BD de Bastien Vivès
Casterman (2008), 135p., one-shot.
Le sport ce n’est pas trop son truc, pourtant avec sa scoliose lorsque son kiné lui dit d’aller faire de la natation, il s’exécute. Dans ce temple aquatique il découvre un univers de silence, d’anonymes, d’ombres étranges. Lorsqu’elle surgit de l’eau telle une sirène gracieuse il se retrouve fasciné…
Bastien Vivès est un étrange auteur qui parvient à faire une jonction entre la « haute BD » celle des sélections d’Angoulême, des revues littéraires et de Télérama et de la BD populaire qui lorgne vers le Manga et le comics avec Lastman par exemple. Celui qui a récemment repris Corto Maltese publiait donc en 2008 sa troisième BD dont on sent (comme pour son comparse Sanlaville) ce très doux album quasi muet, contemplatif, qui nous décrit l’immersion d’un naïf dans le monde aquatique des piscines publiques et l’amour naissant, pudique, pour une nageuse qu’il croise lors de ses séances. Très fortement influencé par l’Animation, Vivès joue sur les formes, les perspectives brisées par la nappe aqueuse, nous faisant presque ressentir le piquement du chlore et le brouhaha étouffé du lieu que nous connaissons tous.

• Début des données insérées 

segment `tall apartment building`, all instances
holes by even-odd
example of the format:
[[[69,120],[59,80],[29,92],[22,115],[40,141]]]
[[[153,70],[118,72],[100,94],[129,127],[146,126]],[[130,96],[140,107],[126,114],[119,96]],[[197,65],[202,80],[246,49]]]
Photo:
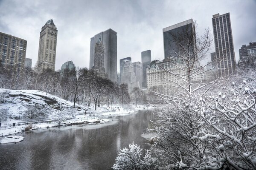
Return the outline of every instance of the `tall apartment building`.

Outre une technique déjà impressionnante dans son style minimaliste, c’est la force de l’évocation qui marque à la lecture rapide de cet album. Chaque image est juste, nous parle de nos heures de piscines, d’un lieu où chacun partage les mêmes moments, parfois étranges lorsque sous la douche des gens de toutes formes vous regardent dans votre uniforme synthétique. A cela s’ajoute dans la deuxième partie ce touchant sentiment amoureux d’un garçon pas à l’aise et qui n’ose exprimer ses sentiments.
Marqué par de longues observations et beaucoup de très beaux moments, Le goût du chlore est un feelgood album qui rappelle les petites choses et la puissance de l’observation de ces artistes dont on attend souvent beaucoup et qui parfois nous offrent de si petites mais jolies choses.